Home Page Chess Life Online 2014 Webster and UTD Lead Pan-Ams
|Webster and UTD Lead Pan-Ams|
|By Al Lawrence|
|December 29, 2013|
Round four of the six-round 2013 Pan-American Intercollegiate Team Chess Championship in Lubbock, Texas, began at 10 a.m. on Sunday, pitting number-one seed Webster University against number-two Texas Tech. The Gorlocks took the match over the Red Raiders with two draws and two wins, leaving only Webster and the University of Texas-Dallas at the top with perfect scores. So the first- and third-ranked teams will face off at round five at 5 p.m.
Complete results, pairings and live games can be viewed here.
Most of the 41 competing teams, which included 45 internationally-titled players, traveled the day after Christmas to the Texas central-plains city of Lubbock to take part in the historic 60th Pan-Ams, hosted by Texas Tech University.
Ivy league schools Yale, Princeton, Harvard, and Columbia, joined traditional chess powerhouses like Webster University, Texas Tech University, University of Texas-Dallas, University of Texas-Brownsville, and the University of Maryland, Baltimore County (ranked 1-5, respectively by top-team average), as well as other schools from around the U.S. Teams from the University of Toronto (Hart House) and the University of West Indies-Mona made it an international event.
Of the 176 individual entries, 23 were grandmasters, four WGMs, 12, IMs, six WIMs and a number of "IM-elects." Forty-three teams had preregistered, but one team from the University of Chicago and one from Yale ultimately ran into last-minute pull-outs.
Before the first round on Friday, December 27th, the teams enjoyed fellowship and food at the opening ceremony, complete with a precision color-guard flag presentation and masterful singing of the national anthem, and a bountiful buffet.
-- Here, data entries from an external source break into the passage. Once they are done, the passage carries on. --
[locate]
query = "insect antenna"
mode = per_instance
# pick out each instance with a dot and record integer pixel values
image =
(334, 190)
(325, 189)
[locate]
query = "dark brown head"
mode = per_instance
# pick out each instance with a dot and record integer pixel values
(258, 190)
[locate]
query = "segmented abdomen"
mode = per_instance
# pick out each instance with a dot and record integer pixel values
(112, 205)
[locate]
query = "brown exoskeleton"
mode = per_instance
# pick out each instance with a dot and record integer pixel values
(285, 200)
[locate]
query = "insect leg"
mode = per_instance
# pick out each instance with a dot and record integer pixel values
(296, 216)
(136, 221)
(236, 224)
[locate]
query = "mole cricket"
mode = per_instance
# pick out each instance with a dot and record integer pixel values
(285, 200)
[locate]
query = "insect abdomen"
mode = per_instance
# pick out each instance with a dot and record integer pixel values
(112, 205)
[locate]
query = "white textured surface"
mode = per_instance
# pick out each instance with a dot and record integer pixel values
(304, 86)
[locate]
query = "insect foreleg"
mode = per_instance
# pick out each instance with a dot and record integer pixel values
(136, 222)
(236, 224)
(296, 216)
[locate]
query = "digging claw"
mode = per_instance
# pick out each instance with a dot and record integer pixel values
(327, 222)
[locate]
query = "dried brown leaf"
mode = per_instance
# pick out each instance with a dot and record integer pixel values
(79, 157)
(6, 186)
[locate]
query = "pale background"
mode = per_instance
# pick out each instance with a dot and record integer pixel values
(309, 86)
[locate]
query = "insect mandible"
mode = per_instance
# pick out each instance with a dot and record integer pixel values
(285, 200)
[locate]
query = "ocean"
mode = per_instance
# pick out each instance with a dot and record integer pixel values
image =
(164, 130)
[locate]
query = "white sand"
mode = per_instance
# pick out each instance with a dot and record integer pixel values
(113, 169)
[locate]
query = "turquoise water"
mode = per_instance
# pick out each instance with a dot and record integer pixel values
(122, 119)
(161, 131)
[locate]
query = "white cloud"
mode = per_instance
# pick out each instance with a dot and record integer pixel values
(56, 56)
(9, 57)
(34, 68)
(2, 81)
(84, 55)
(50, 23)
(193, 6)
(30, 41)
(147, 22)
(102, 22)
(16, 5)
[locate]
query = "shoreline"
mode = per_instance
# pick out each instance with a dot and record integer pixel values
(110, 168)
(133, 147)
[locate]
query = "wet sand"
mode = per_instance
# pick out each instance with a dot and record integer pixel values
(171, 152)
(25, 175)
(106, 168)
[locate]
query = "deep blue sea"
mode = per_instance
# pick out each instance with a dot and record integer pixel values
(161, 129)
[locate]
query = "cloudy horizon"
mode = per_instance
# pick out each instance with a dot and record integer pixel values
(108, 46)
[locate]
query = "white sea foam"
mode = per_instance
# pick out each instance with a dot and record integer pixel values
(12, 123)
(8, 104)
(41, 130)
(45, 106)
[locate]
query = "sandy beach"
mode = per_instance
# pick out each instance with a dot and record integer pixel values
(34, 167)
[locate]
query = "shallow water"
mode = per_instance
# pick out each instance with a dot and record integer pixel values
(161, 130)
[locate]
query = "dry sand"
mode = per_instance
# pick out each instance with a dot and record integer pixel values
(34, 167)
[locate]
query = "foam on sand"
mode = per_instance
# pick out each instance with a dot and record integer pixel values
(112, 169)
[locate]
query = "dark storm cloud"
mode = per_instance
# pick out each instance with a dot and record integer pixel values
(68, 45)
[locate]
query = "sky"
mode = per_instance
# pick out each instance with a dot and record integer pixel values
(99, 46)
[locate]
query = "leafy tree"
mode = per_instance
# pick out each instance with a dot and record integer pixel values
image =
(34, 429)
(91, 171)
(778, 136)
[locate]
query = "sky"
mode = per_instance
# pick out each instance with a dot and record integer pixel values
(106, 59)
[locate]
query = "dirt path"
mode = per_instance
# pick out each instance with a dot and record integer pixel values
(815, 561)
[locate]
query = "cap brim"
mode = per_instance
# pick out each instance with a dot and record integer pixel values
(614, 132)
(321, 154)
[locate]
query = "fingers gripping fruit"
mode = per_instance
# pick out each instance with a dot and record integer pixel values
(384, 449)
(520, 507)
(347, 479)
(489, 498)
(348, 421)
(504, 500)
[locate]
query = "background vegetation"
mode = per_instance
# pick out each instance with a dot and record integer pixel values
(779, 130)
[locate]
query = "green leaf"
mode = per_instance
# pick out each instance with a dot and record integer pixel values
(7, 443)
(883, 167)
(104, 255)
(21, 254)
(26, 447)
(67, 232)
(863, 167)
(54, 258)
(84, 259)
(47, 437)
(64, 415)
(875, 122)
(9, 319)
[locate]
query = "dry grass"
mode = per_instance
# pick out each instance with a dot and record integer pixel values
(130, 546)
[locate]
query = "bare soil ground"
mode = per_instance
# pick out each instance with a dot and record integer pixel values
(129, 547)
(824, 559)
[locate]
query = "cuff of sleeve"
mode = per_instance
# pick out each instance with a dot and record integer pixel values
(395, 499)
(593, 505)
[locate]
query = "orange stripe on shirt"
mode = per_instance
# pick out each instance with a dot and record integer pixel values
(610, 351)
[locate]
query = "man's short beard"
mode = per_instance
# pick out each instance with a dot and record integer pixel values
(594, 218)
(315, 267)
University and City officials welcomed the competitors. Dozens of University and private sponsors made the reception and tournament possible.
But at 6 p.m., National TD and FIDE Zonal President Franc Guadalupe started the action.
"The Pan-Ams" are open to all post-secondary schools in North America, Central America, South America and the Caribbean. The championship is rich in college tradition. The first Pan-Ams took place in 1946 (but the championship traces its heritage to a U.S. university championship going back even further) and was held biennially until 1962, when the event was made annual and has indeed been held every year since then.
The top four qualifying schools from the Pan-Ams go on to compete in the Final Four of college chess, held in the spring. The winner is considered national champion and takes home the President's Cup.